In past cases addressing Section(s) 9613(h), the challenging party initiated the action. Denver claims its challenge is distinguishable because it is actually a "defense" to EPA's declaratory judgment action. Denver cites the case of United States v. Colorado, 990 F.2d 1565 (10th Cir. 1993), cert. denied, 510 U.S. 1092 (1994), in support of its argument. In that case, the United States brought a declaratory judgment action seeking an injunction to prevent the State of Colorado from asserting regulatory authority over the cleanup of a hazardous waste site. Colorado counter claimed, requesting an injunction to enforce its compliance order against the United States. The court held that Colorado's counter-claim did not constitute a "challenge" to the remedy chosen by the EPA, and therefore was not barred by Section(s) 9613(h), because Colorado's requirements were not inconsistent with the chosen remedy.
Aside from the procedural similarities, the Colorado case is clearly distinguishable. First, Colorado's compliance order "[did] not seek to halt the Army's . . . response action," but "merely [sought] to ensure that the cleanup [was] in accordance with state laws which the EPA has authorized Colorado to enforce under [the Resource Conservation and Recovery Act (RCRA), Pub. L. No. 94-580, 90 Stat. 2795 (codified at 42 U.S.C. Section(s) 6901 et seq.)]." Colorado, 990 F.2d at 1576. In other words, Colorado's compliance order imposed additional requirements, unlike Denver's zoning ordinance, which imposes contrary or inconsistent requirements. Denver contends that its zoning ordinance also imposes only additional requirements, but it misses the point that in the Colorado case, the state imposed additional requirements not inconsistent with the particular remedy chosen, while Denver's zoning ordinance imposes "additional requirements" on the EPA's selection of a remedy which are inconsistent with that remedy. No matter how Denver characterizes its zoning ordinance, it still constitutes a challenge to EPA's chosen remedy, and we are barred from reviewing that challenge under Section(s) 9613(h).

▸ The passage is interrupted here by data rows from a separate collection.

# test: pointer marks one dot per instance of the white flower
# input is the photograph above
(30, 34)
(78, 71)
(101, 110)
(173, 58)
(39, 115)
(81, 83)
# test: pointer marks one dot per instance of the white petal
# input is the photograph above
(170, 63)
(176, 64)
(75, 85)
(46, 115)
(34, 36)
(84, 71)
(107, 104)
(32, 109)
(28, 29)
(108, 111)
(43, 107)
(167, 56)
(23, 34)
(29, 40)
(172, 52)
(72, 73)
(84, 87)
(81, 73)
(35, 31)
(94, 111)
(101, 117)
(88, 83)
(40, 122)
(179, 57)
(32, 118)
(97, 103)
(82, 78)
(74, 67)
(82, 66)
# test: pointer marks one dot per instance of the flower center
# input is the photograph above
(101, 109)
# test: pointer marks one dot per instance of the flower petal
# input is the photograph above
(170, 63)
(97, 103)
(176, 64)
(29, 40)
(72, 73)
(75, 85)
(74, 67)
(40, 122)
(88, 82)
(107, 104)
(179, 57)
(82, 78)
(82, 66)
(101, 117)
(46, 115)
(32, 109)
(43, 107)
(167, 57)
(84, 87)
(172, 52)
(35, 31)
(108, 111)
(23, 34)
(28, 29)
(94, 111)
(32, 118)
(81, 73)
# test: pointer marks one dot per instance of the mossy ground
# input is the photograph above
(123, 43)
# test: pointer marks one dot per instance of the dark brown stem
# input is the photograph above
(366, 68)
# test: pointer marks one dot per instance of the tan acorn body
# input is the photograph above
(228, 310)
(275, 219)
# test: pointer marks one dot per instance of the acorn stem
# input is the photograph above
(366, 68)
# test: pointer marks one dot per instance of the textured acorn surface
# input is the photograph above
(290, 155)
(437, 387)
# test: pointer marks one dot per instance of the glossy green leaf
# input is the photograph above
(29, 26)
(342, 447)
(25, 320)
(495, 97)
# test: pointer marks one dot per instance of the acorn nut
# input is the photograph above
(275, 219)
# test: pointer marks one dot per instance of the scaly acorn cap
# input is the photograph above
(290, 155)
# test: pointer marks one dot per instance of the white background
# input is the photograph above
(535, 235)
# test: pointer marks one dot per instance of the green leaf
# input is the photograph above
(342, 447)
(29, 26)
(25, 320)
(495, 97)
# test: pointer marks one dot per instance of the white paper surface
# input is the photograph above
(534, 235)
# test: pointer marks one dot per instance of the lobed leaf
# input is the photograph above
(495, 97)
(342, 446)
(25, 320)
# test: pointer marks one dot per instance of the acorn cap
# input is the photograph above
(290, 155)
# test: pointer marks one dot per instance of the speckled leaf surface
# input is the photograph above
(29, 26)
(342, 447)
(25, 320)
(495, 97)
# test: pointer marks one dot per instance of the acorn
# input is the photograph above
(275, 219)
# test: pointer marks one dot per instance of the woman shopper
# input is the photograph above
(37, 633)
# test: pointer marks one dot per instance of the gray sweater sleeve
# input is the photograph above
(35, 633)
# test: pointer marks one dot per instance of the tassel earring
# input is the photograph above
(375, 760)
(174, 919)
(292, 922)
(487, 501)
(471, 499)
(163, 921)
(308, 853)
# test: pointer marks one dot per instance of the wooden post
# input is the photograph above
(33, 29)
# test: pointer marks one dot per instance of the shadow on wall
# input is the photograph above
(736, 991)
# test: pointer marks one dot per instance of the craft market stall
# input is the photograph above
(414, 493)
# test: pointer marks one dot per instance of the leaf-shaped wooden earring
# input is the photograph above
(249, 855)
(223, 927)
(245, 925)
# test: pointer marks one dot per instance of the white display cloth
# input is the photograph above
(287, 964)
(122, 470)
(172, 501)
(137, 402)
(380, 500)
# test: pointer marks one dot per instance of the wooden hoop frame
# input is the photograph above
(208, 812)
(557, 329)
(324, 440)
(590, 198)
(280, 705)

Second, in the Colorado case, the state's compliance order was pursuant to RCRA, which authorizes the EPA to allow states to carry out their own hazardous waste programs in lieu of the federal RCRA program. Colorado, 990 F.2d at 1569. The court held that Section(s) 9613(h) did not bar enforcement actions authorized under RCRA, in part because "[w]hen Congress has enacted two statutes which appear to conflict, we must attempt to construe their provisions harmoniously." 990 F.2d at 1575. Moreover, the court concluded that the plain language of both CERCLA and RCRA provides for state enforcement of its RCRA responsibilities despite an ongoing CERCLA response action. Id. at 1579. By contrast, in this case Denver's zoning ordinance is not pursuant to any federal mandate, and thus does not raise similar concerns about consistency between congressional enactments.
Section 9621(e)(1) of CERCLA provides that "[n]o Federal, State, or local permit shall be required for the portion of any removal or remedial action conducted entirely onsite, where such remedial action is selected and carried out in compliance with this section."